I got my little girl from there.. They were really nice and talked to me about how to take care of her and some other advice since i was a first time owner. I was really bummed because the day before the hedgehog i was going to get fell threw, then i found then and found they were going to be in my area at a animal expo thingy. The hedgehogs seems Very happy and healthy, and LOVED people, they do sell quite a bit of animals, but they are ALL happy and healthy, and just LOVEEEEE people! I give them Thumbs up also!!!


----------



## Shelobe (Jul 22, 2010)

I actually purchased ****tles through them as well. Yes they seem really nice but when I asked to see the parents and his breeding pairs, he refused.
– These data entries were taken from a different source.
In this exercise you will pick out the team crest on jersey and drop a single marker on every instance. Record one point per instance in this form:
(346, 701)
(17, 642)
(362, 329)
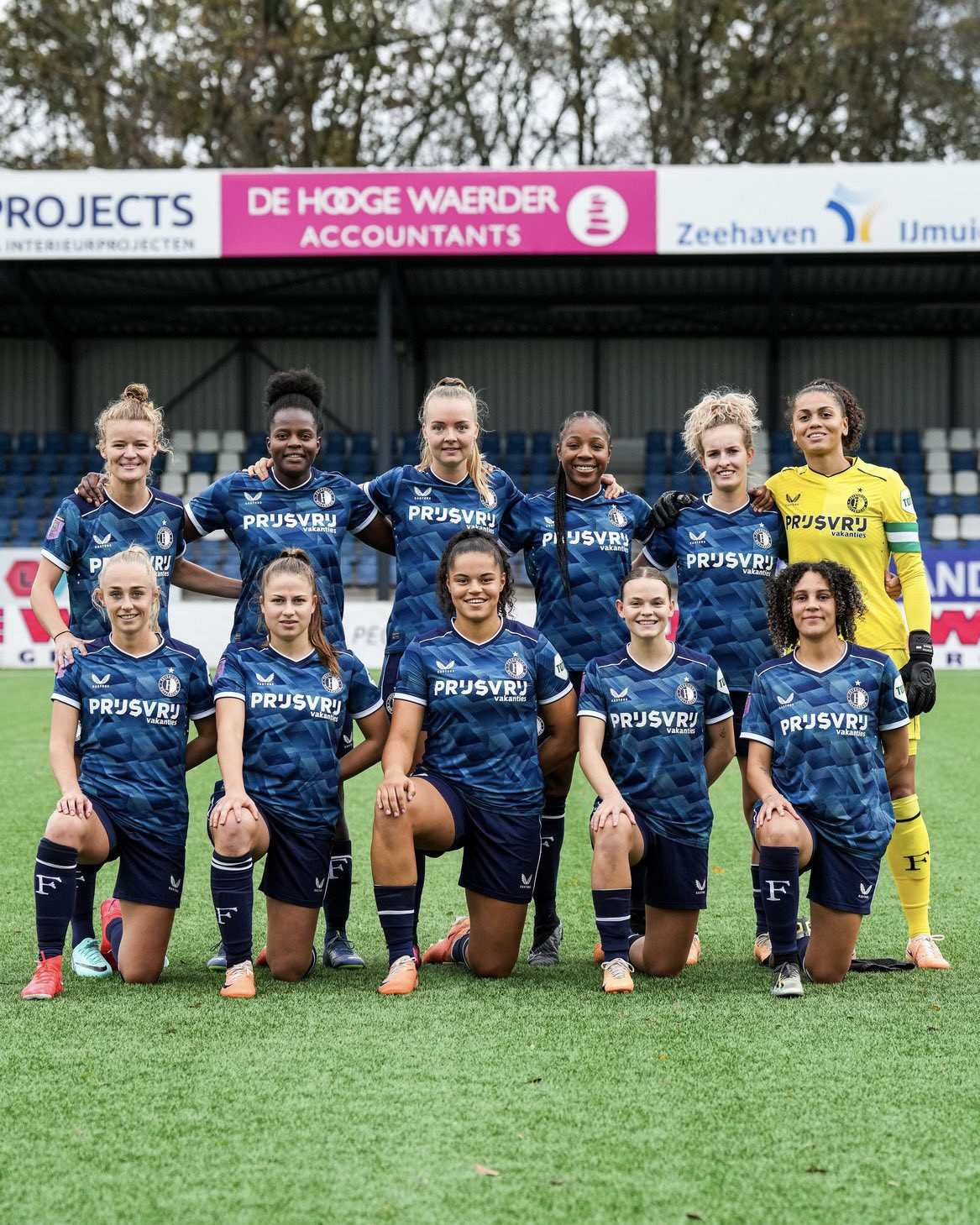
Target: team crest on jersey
(170, 685)
(516, 667)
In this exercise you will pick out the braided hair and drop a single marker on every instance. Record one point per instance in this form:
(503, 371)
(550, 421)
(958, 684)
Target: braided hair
(846, 402)
(844, 589)
(561, 494)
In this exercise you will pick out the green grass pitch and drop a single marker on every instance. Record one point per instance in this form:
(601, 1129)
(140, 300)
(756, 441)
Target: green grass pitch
(697, 1099)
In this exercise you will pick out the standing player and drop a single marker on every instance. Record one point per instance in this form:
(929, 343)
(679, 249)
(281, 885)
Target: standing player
(296, 507)
(478, 683)
(724, 550)
(656, 730)
(577, 549)
(282, 709)
(846, 510)
(131, 702)
(80, 539)
(815, 720)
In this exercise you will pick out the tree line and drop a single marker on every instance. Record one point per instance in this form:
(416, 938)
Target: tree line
(141, 83)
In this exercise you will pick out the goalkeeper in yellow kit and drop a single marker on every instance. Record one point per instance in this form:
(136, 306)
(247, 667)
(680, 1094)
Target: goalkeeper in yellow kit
(846, 510)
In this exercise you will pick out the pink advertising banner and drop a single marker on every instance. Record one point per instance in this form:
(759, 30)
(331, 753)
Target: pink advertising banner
(438, 212)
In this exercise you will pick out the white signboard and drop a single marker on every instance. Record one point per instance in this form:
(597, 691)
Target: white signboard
(841, 207)
(109, 215)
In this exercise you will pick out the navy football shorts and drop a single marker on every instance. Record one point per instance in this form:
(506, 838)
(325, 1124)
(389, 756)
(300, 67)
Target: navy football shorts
(839, 880)
(151, 872)
(500, 851)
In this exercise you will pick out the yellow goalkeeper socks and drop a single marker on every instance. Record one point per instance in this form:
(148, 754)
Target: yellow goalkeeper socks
(908, 858)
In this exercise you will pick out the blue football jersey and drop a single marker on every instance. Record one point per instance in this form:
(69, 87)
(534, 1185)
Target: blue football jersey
(264, 517)
(294, 718)
(134, 717)
(600, 533)
(425, 512)
(482, 710)
(654, 736)
(723, 559)
(824, 731)
(81, 537)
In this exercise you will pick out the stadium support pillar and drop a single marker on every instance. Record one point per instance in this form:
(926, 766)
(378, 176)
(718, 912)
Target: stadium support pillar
(385, 395)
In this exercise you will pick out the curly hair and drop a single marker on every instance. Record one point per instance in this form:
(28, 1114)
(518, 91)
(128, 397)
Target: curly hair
(844, 589)
(294, 389)
(848, 403)
(474, 541)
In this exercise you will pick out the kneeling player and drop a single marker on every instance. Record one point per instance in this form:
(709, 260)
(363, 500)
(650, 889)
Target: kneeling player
(478, 683)
(656, 730)
(282, 707)
(819, 720)
(134, 696)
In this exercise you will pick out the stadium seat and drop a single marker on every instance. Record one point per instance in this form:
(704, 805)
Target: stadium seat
(936, 437)
(946, 528)
(969, 528)
(173, 483)
(208, 440)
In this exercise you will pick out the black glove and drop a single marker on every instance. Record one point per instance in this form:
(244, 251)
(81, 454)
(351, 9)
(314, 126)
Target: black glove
(669, 505)
(918, 674)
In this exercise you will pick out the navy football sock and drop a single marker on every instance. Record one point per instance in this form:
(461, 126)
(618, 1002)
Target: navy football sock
(779, 880)
(233, 896)
(337, 905)
(417, 898)
(638, 898)
(54, 894)
(396, 909)
(82, 926)
(613, 920)
(757, 901)
(547, 885)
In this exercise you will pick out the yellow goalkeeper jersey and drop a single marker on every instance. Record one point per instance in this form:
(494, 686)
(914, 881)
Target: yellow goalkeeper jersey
(857, 518)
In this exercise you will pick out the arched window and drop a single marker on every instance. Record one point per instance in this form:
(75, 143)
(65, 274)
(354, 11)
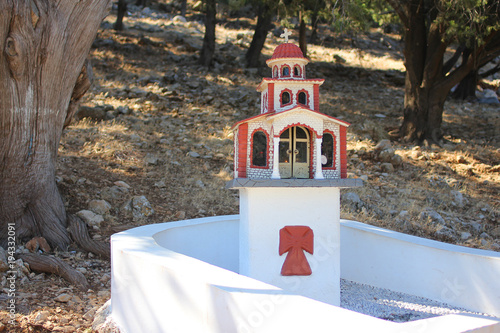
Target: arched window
(296, 71)
(285, 98)
(302, 98)
(259, 149)
(327, 150)
(285, 71)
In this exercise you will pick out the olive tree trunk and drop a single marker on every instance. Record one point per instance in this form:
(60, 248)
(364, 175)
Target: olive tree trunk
(427, 84)
(44, 44)
(264, 24)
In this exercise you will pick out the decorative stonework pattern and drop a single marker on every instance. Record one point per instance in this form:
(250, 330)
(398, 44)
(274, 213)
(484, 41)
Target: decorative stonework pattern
(299, 118)
(259, 173)
(334, 128)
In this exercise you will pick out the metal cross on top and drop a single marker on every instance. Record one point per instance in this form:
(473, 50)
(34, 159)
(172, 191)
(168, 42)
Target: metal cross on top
(285, 35)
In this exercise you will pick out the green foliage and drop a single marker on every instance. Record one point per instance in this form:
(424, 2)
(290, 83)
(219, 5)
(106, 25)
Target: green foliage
(361, 15)
(468, 21)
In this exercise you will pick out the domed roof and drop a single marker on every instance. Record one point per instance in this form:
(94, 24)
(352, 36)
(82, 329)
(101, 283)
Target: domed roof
(287, 50)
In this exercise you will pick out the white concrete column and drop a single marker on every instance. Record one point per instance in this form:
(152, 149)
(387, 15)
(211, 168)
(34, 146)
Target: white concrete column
(264, 211)
(319, 171)
(276, 158)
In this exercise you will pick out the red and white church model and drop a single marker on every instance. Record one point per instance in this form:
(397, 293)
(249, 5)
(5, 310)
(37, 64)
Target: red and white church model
(290, 163)
(290, 138)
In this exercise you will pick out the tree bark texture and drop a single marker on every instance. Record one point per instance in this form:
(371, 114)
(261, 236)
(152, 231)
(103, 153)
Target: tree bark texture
(264, 18)
(303, 35)
(426, 84)
(208, 48)
(43, 74)
(122, 9)
(49, 264)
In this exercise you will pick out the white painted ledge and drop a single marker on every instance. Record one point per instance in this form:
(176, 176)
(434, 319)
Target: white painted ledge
(159, 284)
(457, 275)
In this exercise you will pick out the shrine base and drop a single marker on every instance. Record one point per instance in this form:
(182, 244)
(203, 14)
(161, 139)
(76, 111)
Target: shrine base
(264, 211)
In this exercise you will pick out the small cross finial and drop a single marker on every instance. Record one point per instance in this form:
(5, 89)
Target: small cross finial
(285, 35)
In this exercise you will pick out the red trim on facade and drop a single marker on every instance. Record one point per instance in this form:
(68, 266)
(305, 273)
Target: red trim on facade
(289, 71)
(343, 152)
(300, 71)
(242, 150)
(312, 151)
(301, 125)
(334, 161)
(260, 129)
(270, 97)
(291, 97)
(316, 97)
(308, 98)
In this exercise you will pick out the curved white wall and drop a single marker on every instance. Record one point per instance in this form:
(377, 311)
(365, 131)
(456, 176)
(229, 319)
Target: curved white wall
(457, 275)
(159, 286)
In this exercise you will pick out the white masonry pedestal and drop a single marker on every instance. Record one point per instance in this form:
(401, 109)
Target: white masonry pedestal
(266, 206)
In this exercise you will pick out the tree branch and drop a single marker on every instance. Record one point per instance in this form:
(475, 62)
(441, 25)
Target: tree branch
(50, 264)
(400, 10)
(79, 233)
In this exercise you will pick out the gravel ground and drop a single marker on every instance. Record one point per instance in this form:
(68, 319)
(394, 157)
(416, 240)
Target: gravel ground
(391, 305)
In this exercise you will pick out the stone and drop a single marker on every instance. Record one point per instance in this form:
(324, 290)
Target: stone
(89, 315)
(484, 235)
(151, 159)
(458, 198)
(179, 19)
(352, 199)
(114, 193)
(82, 270)
(63, 298)
(432, 216)
(445, 233)
(41, 317)
(180, 215)
(95, 113)
(38, 243)
(121, 183)
(4, 264)
(101, 207)
(386, 167)
(103, 322)
(396, 160)
(386, 155)
(92, 219)
(194, 154)
(383, 144)
(465, 235)
(139, 206)
(495, 233)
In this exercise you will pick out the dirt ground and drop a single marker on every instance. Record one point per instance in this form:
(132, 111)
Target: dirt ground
(155, 124)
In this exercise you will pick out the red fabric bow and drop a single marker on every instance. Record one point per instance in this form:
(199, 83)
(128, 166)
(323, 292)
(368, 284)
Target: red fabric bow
(295, 239)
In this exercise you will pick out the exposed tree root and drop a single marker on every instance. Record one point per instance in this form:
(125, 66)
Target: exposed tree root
(50, 264)
(79, 233)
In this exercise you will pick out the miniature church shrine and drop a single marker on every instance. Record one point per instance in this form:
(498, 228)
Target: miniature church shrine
(290, 163)
(290, 138)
He told me only licensed officials were allowed to see his animals, which I thought to be kind of odd. I did ask him how big they got and he went and got a pregnant female from his garage while my boyfriend and I waited in the house. He came back with this huge female in a very small sterlite bin with no wheel or a hide.
I asked him about different things that I had learn from this site and he told me that I should listen to the expert(him). It's wasn't bad but it was thinks like sterlite bins has plenty of ventilation and didn't need holes.

He also had some baby prairie dogs on his back porch in a box, they all looked kind of sickly. He said he was giving them some sun. Like I said, they both seemed nice but something also felt really off about them.


----------



## Pygmyhogger (May 28, 2014)

I've actually purchased a hedgehog from Eco Exotics in ILLINOIS and it was to say the least an experience. to minimize your time, we purchased a very small, 7 week old female hog. She gave birth 2 weeks later. TWO WEEEKS!! We were flipping out. 3 babies were born and one did have a physical abnormalitie; I cannot attribute that to inbreeding necessarily, however, I have owned and bred hedgehogs for 20 years and never seen one like it. truly sad but we found them all great homes. they are a mill, openly sell to pet stores. Their breeding facility is a car ride away as we found out. so they're not even on site. Not good. Not good. our local humane society owner had a similar experience but buying gliders and hedgehogs. ..they now have a poster pinned on their bulletin board to avoid the establishment.


----------